The PRIME II trial, a phase 3, randomized trial conducted from 2003 to 2009 similarly aimed to look at the effect of omission of whole breast radiation therapy on local control in 1,326 women over age 65 with low-risk T1 or T2 breast cancers that had been treated with breast conservation therapy and axillary staging. Axillary staging included four node lower axillary sample, SLNB or ALND and patients had to be node negative to be eligible for the study. After 5 years of follow up, women that underwent whole breast radiation experienced an ipsilateral breast tumor recurrence rate of 1.3% compared to those where radiation was omitted, who experienced a recurrence rate of 4.1%. There were no differences in regional recurrence, distant metastases, contralateral breast cancers or new breast cancers between the groups [35]. Although most patients on this trial underwent some sort of axillary staging procedure, this trial again demonstrates that radiation therapy can be safely omitted in these patients.

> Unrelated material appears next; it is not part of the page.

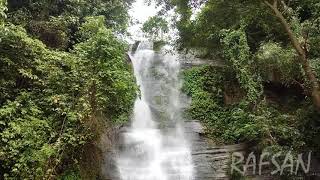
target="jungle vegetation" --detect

These trials and studies demonstrate that it is safe to omit SLNB in women over 70 years old with estrogen receptor positive breast cancers. However, trends do not show a large drop in the use of SLNB for this patient population, likely due to a combination of factors. Patients may prefer to know their nodal status particularly after reading lay patient materials that state that nodal status is one of the most important prognostic factors in breast cancer. Surgeons may prefer to know the nodal status for adjuvant radiation decisions. The CALGB 9343 and PRIME II trials both demonstrated that radiation therapy did not provide survival benefit for older women with estrogen receptor positive breast cancer but patients in these trials were all either clinically node negative or pathologically node negative. The CALGB 9343 trial may have included some node positive patients since not all patients underwent a nodal procedure. Studies have shown that approximately 10–15% of this patient population will have a tumor positive node and technically these patients would require radiation therapy [36]. Lastly, patients in the CALGB 9343 and the PRIME II trials were all placed on endocrine therapy and likely there was a higher compliance rate with five-year completion for patients on these trials then in the real world setting where up to quarter of patients will not complete their five years of endocrine therapy [37]. All of these factors underscore the complexity of omitting SLNB in elderly women and may explain why trends show fairly high utilization of SLNB in this patient population.

Conclusion

SLNB has revolutionized the management of breast cancer by providing accurate staging information while minimizing morbidity associated with ALND. This comprehensive review provides valuable insights into the historical perspective and key trials and controversies surrounding the omission of SLNB in breast cancer management. Discussions surrounding omitting SLNB for invasive cancer are ongoing and increased use of genomic studies and axillary imaging studies may determine SLNB utilization in the future. Moving forward, ongoing research efforts will need to better refine risk stratification tools and identify biomarkers that can better predict nodal involvement, further optimizing axillary staging strategies in breast cancer.